Reviews
Ford Swetnam's Ghostholders Know
Kevin Bezner
Ford Swetnam's Ghostholders Know captures the dusty world of an Idaho only the true inhabitants know, the loneliness of mountain towns hours out of big cities, railroad towns where the trains pass through carrying the waste of others and goods going elsewhere. Swetnam's poems of moose, mountains, lightning, fighting fires, and making a life out of the dust are told in a language that could only emerge out of a relationship with the landscape of the American West.

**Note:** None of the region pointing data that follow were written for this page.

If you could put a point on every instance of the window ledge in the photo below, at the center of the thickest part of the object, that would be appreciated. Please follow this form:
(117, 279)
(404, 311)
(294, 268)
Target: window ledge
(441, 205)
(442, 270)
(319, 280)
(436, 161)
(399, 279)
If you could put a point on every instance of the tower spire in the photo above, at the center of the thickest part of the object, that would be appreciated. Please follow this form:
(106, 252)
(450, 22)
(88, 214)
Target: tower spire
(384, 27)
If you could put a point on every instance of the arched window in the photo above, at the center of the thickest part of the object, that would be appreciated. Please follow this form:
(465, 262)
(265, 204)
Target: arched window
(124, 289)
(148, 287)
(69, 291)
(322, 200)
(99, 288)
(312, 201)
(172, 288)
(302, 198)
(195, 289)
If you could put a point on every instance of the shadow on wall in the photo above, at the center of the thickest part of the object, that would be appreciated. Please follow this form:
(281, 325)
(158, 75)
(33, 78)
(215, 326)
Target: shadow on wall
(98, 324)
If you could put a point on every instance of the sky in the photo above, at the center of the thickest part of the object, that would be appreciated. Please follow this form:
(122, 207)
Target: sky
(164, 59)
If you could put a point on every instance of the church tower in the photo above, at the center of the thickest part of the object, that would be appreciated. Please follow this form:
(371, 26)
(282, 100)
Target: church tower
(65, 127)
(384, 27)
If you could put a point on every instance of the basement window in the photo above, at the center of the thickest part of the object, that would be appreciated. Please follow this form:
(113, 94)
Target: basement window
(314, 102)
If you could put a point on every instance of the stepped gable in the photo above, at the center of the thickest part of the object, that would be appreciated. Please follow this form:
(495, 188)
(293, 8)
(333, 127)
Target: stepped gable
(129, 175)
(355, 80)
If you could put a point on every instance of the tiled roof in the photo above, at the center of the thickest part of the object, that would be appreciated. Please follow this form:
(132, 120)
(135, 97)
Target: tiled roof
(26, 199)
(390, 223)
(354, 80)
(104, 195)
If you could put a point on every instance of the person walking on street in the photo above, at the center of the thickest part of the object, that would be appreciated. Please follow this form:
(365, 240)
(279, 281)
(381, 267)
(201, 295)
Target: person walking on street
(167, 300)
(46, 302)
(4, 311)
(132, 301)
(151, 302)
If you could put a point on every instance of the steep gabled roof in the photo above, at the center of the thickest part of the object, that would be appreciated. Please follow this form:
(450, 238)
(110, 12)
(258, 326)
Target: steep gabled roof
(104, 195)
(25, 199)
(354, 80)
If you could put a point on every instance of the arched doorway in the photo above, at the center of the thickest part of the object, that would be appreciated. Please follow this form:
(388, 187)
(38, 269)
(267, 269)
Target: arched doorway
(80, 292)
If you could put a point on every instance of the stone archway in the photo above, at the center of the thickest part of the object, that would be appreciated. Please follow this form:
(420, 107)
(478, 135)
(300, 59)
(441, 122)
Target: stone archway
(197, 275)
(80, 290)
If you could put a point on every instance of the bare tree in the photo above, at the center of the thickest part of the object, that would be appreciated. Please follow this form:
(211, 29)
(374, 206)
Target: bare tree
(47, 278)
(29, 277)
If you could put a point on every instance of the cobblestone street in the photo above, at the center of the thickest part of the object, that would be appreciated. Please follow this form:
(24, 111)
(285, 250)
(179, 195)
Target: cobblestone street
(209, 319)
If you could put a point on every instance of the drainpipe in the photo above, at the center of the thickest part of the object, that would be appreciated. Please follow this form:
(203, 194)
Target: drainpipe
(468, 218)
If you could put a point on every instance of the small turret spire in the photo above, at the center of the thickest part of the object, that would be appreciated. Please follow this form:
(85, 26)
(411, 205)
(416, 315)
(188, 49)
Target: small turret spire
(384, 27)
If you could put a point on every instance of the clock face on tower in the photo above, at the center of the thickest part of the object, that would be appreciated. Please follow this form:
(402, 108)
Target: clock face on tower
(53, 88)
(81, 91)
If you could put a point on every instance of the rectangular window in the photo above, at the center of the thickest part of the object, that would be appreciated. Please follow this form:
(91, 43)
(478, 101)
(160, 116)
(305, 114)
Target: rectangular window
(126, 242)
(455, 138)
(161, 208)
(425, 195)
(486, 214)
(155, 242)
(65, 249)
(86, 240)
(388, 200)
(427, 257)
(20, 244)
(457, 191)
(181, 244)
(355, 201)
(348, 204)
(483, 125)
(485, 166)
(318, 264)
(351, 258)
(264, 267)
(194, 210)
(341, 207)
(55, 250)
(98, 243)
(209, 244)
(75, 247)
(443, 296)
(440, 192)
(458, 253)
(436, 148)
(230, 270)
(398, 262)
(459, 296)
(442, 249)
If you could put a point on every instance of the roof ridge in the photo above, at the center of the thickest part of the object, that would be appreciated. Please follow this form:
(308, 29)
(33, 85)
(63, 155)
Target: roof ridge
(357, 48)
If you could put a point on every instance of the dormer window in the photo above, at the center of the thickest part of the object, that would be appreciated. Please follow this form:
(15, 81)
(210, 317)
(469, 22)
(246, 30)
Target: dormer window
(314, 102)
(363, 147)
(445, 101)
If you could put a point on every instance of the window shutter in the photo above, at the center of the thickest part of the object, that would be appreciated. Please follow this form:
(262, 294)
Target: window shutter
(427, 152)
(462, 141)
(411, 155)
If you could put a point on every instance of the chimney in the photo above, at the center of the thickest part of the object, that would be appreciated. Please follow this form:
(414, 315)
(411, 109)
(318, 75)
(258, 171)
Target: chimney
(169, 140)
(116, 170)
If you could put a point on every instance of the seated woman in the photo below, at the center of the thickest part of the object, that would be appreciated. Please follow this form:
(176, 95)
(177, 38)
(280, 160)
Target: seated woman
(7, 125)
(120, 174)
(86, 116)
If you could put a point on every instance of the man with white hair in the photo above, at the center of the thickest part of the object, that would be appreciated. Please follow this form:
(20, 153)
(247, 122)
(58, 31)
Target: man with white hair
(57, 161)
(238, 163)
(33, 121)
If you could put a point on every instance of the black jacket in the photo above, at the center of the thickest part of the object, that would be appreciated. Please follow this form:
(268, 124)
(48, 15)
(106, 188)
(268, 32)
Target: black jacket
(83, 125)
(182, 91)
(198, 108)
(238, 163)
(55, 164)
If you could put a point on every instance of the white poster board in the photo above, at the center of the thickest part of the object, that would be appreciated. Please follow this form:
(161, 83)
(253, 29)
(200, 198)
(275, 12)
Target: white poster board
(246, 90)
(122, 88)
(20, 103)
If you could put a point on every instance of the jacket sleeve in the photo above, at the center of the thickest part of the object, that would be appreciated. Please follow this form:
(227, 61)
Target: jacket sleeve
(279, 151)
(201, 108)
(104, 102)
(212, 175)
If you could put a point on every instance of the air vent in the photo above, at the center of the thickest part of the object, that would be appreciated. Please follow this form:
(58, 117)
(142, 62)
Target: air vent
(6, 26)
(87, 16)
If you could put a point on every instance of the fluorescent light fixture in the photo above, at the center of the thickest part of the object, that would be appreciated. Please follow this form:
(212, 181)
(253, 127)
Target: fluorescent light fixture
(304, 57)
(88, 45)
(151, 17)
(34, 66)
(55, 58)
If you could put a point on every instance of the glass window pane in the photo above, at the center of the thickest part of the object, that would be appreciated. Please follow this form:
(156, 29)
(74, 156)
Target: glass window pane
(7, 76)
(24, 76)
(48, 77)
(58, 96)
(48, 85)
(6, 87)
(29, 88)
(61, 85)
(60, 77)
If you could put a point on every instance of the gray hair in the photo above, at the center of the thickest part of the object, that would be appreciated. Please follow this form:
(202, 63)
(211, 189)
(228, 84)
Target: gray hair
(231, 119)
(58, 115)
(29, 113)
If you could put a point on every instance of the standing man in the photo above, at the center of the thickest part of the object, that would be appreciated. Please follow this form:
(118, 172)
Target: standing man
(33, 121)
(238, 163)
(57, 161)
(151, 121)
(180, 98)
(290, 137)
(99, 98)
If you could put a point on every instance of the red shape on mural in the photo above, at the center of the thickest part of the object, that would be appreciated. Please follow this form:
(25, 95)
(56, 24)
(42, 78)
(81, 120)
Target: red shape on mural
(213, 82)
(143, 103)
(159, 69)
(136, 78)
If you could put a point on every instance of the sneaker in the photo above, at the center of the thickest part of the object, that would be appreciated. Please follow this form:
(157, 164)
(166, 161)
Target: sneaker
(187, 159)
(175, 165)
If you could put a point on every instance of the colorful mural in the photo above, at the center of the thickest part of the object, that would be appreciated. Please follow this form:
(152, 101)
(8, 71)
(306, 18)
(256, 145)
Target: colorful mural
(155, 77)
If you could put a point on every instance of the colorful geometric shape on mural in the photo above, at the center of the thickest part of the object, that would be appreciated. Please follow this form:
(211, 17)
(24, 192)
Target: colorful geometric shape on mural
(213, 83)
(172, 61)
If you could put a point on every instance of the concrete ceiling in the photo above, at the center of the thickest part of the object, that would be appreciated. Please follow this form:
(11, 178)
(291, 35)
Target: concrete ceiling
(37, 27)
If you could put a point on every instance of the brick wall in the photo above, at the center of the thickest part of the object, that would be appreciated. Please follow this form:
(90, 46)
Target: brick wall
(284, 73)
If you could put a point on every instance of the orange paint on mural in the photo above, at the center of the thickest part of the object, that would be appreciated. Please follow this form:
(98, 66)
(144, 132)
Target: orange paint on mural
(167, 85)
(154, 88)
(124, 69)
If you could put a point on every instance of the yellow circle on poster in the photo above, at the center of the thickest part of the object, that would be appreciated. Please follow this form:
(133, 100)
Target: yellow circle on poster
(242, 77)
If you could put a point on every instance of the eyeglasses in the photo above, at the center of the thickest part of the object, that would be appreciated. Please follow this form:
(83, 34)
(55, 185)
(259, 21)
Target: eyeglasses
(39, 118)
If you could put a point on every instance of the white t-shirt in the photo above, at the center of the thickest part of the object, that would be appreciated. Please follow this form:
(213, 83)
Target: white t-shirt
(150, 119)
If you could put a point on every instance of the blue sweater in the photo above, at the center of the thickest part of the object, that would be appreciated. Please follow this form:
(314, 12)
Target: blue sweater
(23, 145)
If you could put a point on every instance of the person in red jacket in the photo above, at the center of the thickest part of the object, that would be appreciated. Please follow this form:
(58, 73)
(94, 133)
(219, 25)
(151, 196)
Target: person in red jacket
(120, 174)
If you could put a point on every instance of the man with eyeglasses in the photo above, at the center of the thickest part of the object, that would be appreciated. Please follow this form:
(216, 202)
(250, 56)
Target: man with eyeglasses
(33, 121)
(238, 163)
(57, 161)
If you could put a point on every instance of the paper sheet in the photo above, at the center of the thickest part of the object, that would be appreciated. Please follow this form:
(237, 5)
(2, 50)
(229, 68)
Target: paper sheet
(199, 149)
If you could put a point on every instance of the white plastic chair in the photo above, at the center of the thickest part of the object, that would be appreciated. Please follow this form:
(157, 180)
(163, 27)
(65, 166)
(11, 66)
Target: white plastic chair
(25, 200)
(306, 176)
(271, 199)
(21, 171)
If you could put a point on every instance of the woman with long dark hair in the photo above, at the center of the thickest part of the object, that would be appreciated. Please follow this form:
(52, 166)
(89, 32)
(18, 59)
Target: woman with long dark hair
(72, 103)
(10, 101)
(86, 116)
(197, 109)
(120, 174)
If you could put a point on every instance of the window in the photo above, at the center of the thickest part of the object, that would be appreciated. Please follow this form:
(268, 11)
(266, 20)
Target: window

Included in this collection is a small masterpiece called "301," a poem about a dart game, written as if Ben Jonson might have been the poet. The opening lines explode: "'Motherfucker, / Double in / Double fuckin' out' // Said trouble, two old / Snipers pitching darts / As if the board // Could still shoot back, / Vietnam a long way aft / But getting closer // With each shot and a draft . . ." The narrator is academic Ford, reader of Jonson, who can drink and dart with men like him who have out of necessity made the choices that suit them best: "Well maybe / Like the sniper said it's Hemingway / Or Bukowski or nothing, 'These are // My guys,' he said, 'these are / My guys,' claiming cock of the dunghill / Rights for the twentieth century . . ." The sniper's claim, and the assertions of this poem, go far beyond ordinary poetry.